At about 10 am, trouble would find them hiding under their beds behind closed doors. A wave of agitated and armed police arrived ordering people out of their houses and forcibly entering the houses of those who did not respond.

Young men are dragged out their single rooms and set upon viciously with clubs and kicks by men in uniform. They were lined up on the street like sacks of potatoes and rained on with clubs by another set of men. The children and mothers screamed pleading mercy as their boys were led away to be beaten.

Some mothers were dragged out on the street and made to lie face down as the young men in police boots trampled over their bodies, mocking their pleas for mercy. The mothers kept pleading: “What have our boys done?

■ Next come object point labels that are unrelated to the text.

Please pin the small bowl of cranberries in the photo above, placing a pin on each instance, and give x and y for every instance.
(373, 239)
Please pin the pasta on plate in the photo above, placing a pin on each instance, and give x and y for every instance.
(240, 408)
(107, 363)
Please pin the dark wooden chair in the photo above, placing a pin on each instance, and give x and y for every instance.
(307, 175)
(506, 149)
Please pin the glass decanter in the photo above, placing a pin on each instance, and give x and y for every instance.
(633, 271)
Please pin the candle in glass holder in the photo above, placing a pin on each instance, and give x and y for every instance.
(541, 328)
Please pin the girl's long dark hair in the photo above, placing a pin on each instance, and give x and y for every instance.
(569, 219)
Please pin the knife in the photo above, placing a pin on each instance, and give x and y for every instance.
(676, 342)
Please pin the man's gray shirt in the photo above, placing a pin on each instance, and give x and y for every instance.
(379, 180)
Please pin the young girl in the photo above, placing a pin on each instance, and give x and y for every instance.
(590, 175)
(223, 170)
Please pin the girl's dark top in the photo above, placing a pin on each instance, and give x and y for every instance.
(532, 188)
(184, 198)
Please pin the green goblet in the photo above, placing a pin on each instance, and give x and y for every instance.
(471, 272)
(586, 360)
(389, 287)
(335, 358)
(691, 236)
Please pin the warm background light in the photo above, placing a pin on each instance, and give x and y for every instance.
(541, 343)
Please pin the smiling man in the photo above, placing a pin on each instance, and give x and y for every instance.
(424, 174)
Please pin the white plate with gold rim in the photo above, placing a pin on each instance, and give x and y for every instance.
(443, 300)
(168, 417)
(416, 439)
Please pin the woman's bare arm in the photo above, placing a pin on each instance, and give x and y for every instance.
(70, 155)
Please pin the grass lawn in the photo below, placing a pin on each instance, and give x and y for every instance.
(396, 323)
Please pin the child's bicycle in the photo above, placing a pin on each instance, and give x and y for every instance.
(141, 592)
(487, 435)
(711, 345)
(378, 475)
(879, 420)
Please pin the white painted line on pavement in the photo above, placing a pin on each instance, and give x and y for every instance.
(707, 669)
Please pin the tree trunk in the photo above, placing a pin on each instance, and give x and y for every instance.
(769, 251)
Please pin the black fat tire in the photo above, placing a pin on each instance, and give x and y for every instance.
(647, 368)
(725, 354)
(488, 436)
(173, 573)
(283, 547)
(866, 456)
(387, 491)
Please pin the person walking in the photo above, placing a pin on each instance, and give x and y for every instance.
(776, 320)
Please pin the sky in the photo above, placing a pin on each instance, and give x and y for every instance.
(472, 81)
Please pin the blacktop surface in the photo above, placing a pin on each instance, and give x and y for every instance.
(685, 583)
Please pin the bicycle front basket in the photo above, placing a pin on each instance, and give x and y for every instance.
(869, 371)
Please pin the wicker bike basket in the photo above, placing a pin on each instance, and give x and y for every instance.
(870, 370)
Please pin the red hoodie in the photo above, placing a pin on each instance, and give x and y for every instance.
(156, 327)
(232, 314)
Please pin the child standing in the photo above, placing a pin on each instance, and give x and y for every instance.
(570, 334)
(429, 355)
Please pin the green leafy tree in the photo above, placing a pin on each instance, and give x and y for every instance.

What law have they broken?”

This is the normalised narrative behind election violence and it is the repeated story of Mathare, Kibera, Kawangware, Nyalenda, Obunga, Kondele and Bangladesh slums. Every four years, poor and marginalised Kenyans are profiled and brutalised collectively and by association on the assumption of criminality.

No prizes for guessing why young men in Kenya’s slums have a natural mistrust for men in uniform. All they have experienced is abuse, intimidation, cruelty, arrest and death at the hands of the police.

Kenya has to have the uncomfortable conversation about extra-judicial killings, election violence and its effect on our young generation. We are breeding a generation of angry young men and women on the receiving end of extreme violence.

After the experiences of the 2017 elections, good parents in Kenya’s ghettos are telling their boys to learn how to organise and defend themselves for they are tired of becoming innocent victims.

The extreme anger we witness during those street confrontations is telling. We have sentenced an entire class of young men to be treated as disposable bodies, sacrificed every four years as foot soldiers of the overlords to pacify the larger population into a hollow and peaceful resolution of election disputes.

The painful lesson of our toxic political climate is this. Hate begets hate. Violence begets violence. What are we doing to our boys?